Il y a deux volets sur le plan de la santé. Le premier, sur le plan moral, cela ne surprendra pas les gens qui le connaissent quand je vous dis que son moral est bon, excellent. Et ce, grâce à sa personnalité, au soutien aussi bien à Alger qu’à l’étranger qui ne s’est pas essoufflé et à celui de ses codétenus auprès desquels il a trouvé une deuxième famille. Dès son arrivée à la prison d’El Harrach, ses codétenus ont vite compris qu’il était là pour ses opinions et pour ses écrits. Ils se sont constitués comme une barrière entre lui et ceux qui continuent à le harceler de l’extérieur. Ils l’ont protégé pour adoucir son séjour en prison. Son état physique s’est par contre dégradé depuis deux années parce qu’il a perdu un grande capacité de mobilité de son bras droit. Je pense qu’il a une arthrose.

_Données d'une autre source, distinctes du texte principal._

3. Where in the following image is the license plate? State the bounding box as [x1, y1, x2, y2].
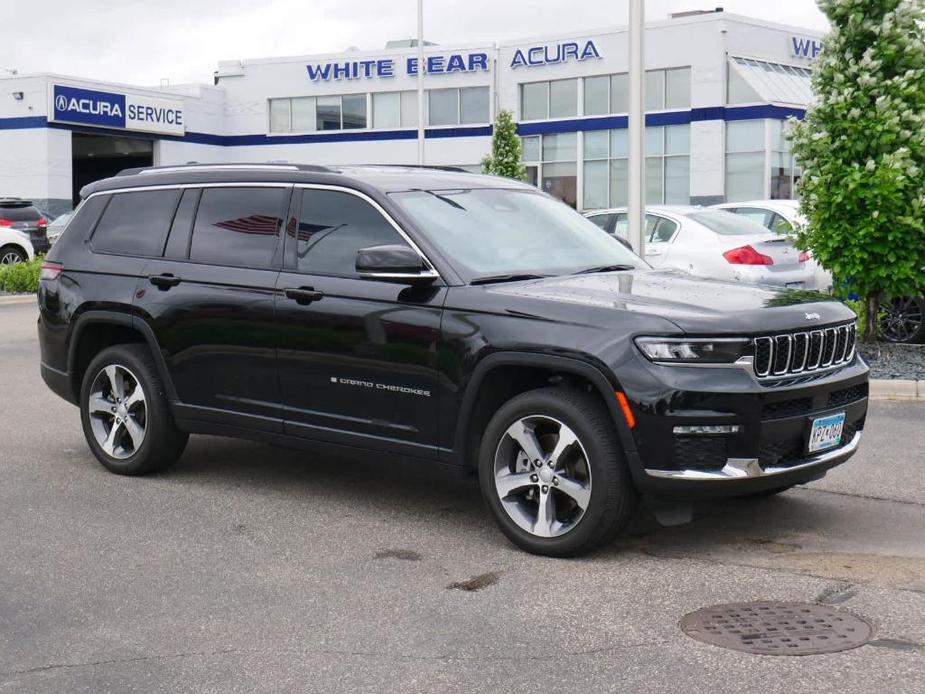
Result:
[809, 412, 845, 453]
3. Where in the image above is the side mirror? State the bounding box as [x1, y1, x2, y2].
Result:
[356, 245, 438, 284]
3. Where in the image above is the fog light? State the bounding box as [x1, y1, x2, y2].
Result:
[672, 424, 739, 436]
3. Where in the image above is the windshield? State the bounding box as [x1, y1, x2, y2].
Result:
[391, 188, 646, 280]
[687, 210, 771, 236]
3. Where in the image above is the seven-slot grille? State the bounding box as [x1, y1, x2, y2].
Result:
[755, 323, 857, 378]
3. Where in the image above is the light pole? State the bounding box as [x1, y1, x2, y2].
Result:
[627, 0, 646, 256]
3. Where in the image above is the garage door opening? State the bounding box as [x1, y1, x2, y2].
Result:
[71, 133, 154, 205]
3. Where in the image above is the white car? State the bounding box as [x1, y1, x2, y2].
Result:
[713, 200, 832, 289]
[585, 205, 819, 289]
[0, 226, 35, 265]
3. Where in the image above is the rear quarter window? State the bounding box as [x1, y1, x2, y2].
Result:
[90, 190, 180, 257]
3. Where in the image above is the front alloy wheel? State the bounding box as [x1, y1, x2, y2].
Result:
[495, 415, 591, 537]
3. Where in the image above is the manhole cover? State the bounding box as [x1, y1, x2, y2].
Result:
[681, 602, 873, 655]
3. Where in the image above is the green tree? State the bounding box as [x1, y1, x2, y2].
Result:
[792, 0, 925, 340]
[482, 111, 527, 181]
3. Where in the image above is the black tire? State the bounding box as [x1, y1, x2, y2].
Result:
[80, 344, 189, 475]
[479, 387, 637, 557]
[880, 296, 925, 342]
[0, 246, 29, 265]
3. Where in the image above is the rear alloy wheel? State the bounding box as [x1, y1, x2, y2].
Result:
[0, 246, 29, 265]
[880, 296, 925, 342]
[479, 388, 636, 557]
[80, 344, 189, 475]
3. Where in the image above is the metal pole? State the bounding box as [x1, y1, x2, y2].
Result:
[418, 0, 424, 166]
[628, 0, 646, 256]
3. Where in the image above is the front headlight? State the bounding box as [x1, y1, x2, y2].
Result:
[636, 337, 751, 364]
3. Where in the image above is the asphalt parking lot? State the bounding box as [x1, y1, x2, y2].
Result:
[0, 303, 925, 692]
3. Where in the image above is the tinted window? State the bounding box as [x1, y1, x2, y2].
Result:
[296, 190, 406, 277]
[91, 190, 180, 257]
[0, 205, 42, 222]
[190, 188, 288, 267]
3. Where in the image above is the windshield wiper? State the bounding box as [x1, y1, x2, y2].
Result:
[572, 264, 636, 275]
[469, 272, 552, 284]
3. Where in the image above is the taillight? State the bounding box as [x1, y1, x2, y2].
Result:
[723, 246, 774, 265]
[39, 260, 64, 280]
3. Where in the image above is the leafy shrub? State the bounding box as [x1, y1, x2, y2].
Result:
[0, 255, 43, 294]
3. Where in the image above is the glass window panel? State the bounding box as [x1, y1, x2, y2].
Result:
[646, 125, 665, 156]
[726, 152, 766, 202]
[427, 89, 459, 125]
[610, 159, 629, 208]
[190, 188, 289, 268]
[292, 96, 316, 132]
[520, 82, 549, 120]
[585, 75, 610, 116]
[270, 99, 289, 133]
[665, 67, 691, 108]
[646, 157, 665, 205]
[296, 190, 407, 277]
[585, 130, 610, 160]
[315, 96, 340, 130]
[543, 133, 578, 161]
[582, 161, 609, 210]
[401, 92, 418, 128]
[549, 79, 578, 118]
[343, 94, 366, 130]
[665, 125, 691, 154]
[521, 135, 540, 161]
[610, 128, 629, 159]
[726, 120, 764, 152]
[459, 87, 491, 123]
[90, 190, 180, 257]
[645, 70, 665, 111]
[373, 92, 401, 128]
[610, 72, 630, 113]
[665, 157, 691, 205]
[542, 161, 578, 207]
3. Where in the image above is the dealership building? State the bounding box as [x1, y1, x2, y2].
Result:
[0, 11, 821, 212]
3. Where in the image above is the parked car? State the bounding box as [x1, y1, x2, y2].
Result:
[0, 198, 48, 260]
[714, 200, 925, 342]
[586, 205, 819, 289]
[38, 165, 868, 556]
[713, 200, 832, 290]
[46, 212, 74, 246]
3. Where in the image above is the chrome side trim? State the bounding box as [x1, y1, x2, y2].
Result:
[646, 431, 863, 482]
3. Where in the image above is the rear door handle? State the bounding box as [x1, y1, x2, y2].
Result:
[148, 272, 182, 289]
[283, 287, 324, 306]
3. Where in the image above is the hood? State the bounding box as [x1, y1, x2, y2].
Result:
[488, 270, 854, 334]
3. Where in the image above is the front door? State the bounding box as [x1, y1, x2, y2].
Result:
[276, 187, 446, 457]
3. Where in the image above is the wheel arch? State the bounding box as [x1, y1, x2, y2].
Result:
[453, 352, 636, 468]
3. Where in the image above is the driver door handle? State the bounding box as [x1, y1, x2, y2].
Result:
[283, 287, 324, 306]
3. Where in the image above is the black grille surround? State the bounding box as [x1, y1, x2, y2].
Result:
[752, 322, 857, 381]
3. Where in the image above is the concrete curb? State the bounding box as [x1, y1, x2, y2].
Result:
[870, 378, 925, 401]
[0, 294, 36, 306]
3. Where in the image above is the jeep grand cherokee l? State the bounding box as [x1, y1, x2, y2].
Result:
[39, 165, 868, 556]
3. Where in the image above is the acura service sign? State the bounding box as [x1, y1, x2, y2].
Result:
[48, 84, 186, 135]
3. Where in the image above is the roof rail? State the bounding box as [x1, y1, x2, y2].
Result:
[116, 163, 335, 176]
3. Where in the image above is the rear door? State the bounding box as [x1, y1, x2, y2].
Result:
[276, 187, 446, 457]
[136, 184, 291, 432]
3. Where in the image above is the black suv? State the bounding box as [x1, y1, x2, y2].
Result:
[0, 198, 49, 260]
[39, 165, 868, 556]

Comment expliquez-vous le silence des pouvoirs publics en dépit d’une forte mobilisation pour sa libération ?
Les autorités n’ont jamais renoncé à faire disparaître la presse libre. Plus que jamais, museler la presse reste l’un de leurs objectifs. Pour preuve, le récent emprisonnement de Bachir Larabi, correspondant du quotidien El Khabar à Naâma, et la condamnation à des peines fermes de 18 journalistes en 2005. C’est un projet auquel elles (les autorités, ndlr) tiennent et nous sommes nombreux à l’avoir compris. Au-delà de la libération de Mohamed et de Bachir Larabi, nous avons compris que nous avons encore du pain sur la planche. Nous devons lutter pour défendre notre acquis comme l’existence de la liberté de presse et d’expression comme piliers d’un Etat démocratique.
Est-ce que vous envisagez de passer à une étape supérieure pour exiger la libération de Mohamed Benchicou ?
Nous avons fait le maximum avec les comités. Nous ne comptons pas baisser les bras. Nous allons continuer dans cette voie pour empêcher et dénoncer le harcèlement et l’emprisonnement des journalistes. Quant à passer à une étape supérieure, plus que jamais les comités de défense de la liberté de la presse ont besoin de renforts. J’appelle toutes les personnes éprises et qui veulent défendre cet acquis démocratique au sein de la société civile et surtout dans la corporation de rejoindre les rangs de soutien à la presse.